-
Notifications
You must be signed in to change notification settings - Fork 4
Description
Some sort of easy caching utility would be great. Something like a decorator that can accept a filepattern and an overwrite argument on write.
Does something like this already exist?

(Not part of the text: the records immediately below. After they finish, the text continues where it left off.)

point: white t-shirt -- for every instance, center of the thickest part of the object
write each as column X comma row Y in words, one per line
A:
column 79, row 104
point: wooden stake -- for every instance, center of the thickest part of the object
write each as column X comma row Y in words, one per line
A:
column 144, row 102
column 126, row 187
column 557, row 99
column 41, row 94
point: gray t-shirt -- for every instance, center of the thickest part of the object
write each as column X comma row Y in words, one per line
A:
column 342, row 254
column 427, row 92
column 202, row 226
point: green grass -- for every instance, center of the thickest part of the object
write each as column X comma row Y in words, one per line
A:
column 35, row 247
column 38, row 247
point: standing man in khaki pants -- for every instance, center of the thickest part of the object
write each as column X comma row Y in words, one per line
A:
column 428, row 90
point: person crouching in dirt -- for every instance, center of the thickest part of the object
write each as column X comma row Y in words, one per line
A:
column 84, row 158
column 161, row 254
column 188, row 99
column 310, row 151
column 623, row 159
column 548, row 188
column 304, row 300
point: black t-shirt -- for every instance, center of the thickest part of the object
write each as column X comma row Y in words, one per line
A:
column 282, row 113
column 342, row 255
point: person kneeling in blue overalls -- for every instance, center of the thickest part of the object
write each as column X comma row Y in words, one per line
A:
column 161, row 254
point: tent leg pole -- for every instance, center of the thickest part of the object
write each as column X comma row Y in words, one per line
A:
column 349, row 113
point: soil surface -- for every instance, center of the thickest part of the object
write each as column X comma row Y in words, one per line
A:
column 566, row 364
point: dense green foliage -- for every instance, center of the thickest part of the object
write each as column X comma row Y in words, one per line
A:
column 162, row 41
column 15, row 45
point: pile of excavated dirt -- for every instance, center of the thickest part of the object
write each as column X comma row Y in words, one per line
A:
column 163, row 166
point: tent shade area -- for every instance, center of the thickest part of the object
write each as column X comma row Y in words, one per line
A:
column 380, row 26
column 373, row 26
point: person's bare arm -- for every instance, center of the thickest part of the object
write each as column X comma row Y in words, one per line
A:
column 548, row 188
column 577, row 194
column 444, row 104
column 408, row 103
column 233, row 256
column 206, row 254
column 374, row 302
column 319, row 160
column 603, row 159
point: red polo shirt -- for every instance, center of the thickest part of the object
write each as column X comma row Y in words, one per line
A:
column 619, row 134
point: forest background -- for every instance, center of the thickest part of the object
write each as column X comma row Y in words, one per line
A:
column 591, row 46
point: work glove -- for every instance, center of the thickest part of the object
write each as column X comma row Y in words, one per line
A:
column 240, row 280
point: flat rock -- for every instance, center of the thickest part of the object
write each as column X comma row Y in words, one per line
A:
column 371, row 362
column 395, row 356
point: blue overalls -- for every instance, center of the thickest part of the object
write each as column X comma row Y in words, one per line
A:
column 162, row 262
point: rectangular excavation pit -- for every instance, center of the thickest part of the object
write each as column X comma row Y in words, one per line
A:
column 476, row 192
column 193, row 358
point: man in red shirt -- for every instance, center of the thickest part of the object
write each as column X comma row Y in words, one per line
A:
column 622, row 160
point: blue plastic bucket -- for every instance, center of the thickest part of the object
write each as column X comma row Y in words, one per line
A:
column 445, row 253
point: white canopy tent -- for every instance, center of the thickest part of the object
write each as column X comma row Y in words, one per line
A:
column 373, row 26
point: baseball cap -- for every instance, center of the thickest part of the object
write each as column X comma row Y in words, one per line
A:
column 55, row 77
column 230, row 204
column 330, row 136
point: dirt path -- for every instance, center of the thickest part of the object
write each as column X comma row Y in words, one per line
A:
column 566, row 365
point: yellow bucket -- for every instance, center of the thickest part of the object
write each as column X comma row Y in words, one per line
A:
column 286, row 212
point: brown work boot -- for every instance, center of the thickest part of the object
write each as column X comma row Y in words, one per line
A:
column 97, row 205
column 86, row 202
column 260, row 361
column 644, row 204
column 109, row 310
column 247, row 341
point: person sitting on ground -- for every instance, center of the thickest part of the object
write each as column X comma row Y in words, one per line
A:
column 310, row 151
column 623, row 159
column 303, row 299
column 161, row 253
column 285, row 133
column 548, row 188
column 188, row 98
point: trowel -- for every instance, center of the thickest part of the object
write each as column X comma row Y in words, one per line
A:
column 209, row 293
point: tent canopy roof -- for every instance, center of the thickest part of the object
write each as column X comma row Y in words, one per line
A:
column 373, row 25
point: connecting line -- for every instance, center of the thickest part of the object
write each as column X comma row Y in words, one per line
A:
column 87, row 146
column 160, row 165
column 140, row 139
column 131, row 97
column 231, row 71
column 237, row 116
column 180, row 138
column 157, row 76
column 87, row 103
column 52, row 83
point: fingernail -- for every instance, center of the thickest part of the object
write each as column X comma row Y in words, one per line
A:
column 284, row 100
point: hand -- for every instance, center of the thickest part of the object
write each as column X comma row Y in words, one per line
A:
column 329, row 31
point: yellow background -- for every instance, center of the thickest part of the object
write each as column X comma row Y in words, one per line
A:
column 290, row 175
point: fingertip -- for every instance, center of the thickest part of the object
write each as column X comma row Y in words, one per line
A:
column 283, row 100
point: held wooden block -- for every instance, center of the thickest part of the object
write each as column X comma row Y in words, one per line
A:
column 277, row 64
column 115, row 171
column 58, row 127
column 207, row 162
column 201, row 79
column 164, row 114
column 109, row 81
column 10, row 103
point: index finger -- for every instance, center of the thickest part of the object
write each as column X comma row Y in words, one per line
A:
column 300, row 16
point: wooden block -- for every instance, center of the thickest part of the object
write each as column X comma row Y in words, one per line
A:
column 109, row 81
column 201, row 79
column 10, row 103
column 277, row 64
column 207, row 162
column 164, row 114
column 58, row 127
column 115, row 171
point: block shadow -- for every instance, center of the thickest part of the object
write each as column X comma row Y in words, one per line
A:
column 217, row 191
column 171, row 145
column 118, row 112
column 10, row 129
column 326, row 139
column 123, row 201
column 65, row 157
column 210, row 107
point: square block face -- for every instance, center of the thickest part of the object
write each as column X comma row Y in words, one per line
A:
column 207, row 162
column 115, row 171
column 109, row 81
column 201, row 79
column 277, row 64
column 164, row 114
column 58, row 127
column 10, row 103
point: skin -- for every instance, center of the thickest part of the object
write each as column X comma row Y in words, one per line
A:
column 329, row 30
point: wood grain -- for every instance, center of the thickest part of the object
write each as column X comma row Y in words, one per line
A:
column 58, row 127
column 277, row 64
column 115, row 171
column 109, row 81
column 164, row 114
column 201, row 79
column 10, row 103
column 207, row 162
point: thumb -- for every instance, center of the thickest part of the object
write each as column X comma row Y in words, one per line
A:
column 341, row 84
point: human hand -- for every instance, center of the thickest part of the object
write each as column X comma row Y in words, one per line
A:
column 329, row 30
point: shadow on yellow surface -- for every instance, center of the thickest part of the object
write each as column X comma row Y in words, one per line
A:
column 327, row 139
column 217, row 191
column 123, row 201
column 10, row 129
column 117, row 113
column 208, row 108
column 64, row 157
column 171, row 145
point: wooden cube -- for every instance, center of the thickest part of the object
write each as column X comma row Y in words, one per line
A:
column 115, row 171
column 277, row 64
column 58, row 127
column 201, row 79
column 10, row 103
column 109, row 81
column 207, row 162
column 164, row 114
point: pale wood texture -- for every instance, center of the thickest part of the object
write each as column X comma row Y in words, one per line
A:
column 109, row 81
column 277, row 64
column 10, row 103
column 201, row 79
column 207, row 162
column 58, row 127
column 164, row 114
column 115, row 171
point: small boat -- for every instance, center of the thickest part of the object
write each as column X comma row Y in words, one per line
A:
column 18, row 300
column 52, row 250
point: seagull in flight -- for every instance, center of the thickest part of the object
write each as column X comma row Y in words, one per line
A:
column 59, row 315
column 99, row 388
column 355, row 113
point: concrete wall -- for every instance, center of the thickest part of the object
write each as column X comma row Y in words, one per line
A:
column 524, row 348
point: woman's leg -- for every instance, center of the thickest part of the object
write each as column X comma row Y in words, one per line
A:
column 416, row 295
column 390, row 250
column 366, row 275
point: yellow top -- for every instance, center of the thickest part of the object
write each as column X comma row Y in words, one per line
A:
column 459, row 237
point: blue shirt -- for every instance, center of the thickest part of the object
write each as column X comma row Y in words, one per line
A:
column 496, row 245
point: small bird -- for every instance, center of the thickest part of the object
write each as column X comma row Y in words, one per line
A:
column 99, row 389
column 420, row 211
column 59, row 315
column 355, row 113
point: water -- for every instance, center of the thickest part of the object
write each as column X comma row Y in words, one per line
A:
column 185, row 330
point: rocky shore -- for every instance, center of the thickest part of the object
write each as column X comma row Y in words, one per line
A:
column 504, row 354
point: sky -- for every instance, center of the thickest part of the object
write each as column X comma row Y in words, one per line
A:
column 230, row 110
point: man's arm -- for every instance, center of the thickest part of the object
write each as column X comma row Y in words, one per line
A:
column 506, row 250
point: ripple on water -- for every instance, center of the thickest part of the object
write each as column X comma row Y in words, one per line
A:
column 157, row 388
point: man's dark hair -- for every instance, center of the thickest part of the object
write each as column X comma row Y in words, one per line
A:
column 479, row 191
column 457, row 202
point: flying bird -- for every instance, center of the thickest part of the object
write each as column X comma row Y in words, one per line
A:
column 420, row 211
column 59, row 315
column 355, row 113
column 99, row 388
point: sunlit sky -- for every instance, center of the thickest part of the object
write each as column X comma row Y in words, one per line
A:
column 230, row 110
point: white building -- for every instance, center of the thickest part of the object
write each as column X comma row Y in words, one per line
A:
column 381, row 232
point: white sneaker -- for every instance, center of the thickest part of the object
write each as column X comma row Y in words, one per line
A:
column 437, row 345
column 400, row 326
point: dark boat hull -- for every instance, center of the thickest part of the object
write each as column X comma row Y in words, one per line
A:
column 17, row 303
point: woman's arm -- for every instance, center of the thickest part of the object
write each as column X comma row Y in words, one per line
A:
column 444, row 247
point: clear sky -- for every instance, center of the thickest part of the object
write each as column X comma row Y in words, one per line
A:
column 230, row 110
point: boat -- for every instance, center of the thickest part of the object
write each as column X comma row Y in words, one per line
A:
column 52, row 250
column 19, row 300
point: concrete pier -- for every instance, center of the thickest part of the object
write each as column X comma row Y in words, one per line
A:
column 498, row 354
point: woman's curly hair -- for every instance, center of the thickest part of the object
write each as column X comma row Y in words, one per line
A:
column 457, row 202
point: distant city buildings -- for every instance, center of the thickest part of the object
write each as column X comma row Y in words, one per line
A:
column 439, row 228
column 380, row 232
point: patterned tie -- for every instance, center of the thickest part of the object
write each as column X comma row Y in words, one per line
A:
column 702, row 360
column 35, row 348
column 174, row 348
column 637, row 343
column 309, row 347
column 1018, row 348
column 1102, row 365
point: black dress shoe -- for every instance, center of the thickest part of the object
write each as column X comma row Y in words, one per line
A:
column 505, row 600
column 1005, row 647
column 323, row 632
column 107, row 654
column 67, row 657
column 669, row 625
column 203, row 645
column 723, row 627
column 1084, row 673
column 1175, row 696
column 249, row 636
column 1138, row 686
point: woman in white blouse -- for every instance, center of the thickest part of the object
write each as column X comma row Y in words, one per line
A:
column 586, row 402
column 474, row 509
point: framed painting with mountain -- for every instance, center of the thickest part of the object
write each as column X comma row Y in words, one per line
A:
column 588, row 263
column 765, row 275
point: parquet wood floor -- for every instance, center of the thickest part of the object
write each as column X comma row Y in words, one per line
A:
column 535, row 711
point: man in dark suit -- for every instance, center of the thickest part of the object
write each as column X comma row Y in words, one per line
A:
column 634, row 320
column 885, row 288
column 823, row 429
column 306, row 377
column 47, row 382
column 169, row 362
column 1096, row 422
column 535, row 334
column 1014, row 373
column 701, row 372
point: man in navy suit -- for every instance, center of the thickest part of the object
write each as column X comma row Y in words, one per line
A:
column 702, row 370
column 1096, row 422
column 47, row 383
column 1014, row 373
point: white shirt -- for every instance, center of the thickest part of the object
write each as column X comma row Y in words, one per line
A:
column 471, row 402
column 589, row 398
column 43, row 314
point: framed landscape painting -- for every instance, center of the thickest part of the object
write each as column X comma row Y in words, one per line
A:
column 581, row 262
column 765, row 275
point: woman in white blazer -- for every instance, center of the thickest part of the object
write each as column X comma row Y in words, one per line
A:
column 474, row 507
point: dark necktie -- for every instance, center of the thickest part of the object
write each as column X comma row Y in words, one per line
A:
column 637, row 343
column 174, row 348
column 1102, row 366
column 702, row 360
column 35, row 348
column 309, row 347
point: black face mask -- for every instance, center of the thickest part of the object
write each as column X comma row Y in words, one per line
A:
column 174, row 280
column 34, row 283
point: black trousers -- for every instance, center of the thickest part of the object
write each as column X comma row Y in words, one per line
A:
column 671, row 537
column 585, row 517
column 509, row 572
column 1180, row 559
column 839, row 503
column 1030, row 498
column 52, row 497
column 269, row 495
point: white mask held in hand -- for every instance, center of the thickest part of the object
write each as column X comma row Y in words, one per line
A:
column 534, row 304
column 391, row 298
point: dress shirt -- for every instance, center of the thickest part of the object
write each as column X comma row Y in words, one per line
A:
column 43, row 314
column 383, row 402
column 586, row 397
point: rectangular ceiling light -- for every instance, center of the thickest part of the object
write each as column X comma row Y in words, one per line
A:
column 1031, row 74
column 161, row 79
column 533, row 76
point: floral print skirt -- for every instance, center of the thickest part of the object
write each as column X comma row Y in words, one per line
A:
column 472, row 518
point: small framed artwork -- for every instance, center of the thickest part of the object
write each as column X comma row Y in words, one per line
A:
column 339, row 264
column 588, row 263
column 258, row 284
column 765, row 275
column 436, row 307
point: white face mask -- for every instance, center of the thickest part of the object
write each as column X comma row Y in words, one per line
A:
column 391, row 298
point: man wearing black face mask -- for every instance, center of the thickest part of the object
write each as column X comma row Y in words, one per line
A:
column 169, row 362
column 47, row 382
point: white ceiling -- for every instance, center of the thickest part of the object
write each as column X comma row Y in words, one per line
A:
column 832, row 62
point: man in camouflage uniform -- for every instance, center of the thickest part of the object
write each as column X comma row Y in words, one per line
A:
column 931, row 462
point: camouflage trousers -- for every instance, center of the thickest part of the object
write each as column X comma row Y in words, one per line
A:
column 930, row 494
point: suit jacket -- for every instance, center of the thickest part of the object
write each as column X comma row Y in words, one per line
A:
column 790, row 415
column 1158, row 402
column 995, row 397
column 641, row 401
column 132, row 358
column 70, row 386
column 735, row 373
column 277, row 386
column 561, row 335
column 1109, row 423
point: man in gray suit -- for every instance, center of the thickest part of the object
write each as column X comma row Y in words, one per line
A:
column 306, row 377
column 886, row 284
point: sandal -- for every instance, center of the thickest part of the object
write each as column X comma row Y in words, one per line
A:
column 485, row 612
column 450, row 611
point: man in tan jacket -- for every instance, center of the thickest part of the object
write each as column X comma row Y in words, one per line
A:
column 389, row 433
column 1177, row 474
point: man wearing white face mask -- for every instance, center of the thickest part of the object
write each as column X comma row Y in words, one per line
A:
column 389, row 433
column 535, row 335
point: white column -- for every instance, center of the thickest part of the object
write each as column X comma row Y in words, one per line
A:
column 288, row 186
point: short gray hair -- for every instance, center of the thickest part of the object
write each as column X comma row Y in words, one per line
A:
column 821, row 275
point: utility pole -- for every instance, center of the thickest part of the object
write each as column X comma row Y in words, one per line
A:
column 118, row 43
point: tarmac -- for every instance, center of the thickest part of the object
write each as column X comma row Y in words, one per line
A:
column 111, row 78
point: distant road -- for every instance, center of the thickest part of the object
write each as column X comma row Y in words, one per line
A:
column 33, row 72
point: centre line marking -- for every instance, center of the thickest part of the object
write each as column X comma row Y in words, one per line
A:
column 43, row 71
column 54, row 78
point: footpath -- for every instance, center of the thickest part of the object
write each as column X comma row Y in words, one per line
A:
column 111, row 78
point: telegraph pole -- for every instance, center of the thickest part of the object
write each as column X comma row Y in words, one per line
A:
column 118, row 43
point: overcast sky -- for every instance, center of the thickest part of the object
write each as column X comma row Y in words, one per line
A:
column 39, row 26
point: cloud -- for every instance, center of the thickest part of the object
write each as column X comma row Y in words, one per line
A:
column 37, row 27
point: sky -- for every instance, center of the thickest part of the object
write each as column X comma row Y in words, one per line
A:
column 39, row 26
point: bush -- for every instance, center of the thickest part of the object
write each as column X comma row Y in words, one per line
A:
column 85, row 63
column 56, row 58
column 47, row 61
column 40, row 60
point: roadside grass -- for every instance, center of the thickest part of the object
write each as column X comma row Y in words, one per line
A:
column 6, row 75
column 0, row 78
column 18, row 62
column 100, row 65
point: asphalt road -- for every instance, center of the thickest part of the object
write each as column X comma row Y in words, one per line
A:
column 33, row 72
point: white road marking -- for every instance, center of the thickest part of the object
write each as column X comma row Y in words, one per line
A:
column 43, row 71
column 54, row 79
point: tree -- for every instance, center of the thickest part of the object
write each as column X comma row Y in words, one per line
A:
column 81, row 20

Also would be great to have this work with intake!
Proposed implementation
Lots to still work out here, but here's a stab:
import toolz
import functools
@toolz.curry
def cache_results(
func,
storage_dir=None,
storage_pattern=None,
create_directories=False,
reader=pd.read_csv,
writer=lambda x, fp, **kwargs: x.to_csv(fp, **kwargs),
ext='.csv',
read_kwargs=None,
write_kwargs=None):
read_kwargs = read_kwargs if read_kwargs is not None or {}
write_kwargs = write_kwargs if write_kwargs is not None or {}
@functools.wraps(func)
def inner(*args, **kwargs, cache_path=None, overwrite=False):
# TODO: covert args to kwargs using inspect to get arg_names
kwargs = dict(**dict(zip(arg_names, args)), **kwargs)
if cache_path is None:
if storage_pattern is not None:
cache_path = storage_pattern.format(**kwargs)
elif storage_dir is not None:
# TODO: create function some_hash_of_kwargs to handle different
# orderings, usage of defaults, etc. stably
cache_path = os.path.join(
storage_dir, some_hash_of_kwargs(kwargs) + ext)
else:
raise ArgumentError(
'must provide cache_path or define storage_dir '
'or storage_pattern at function decoration')
if not overwrite:
try:
if create_directories:
os.makedirs(os.path.dirname(cache_path), exist_ok=True)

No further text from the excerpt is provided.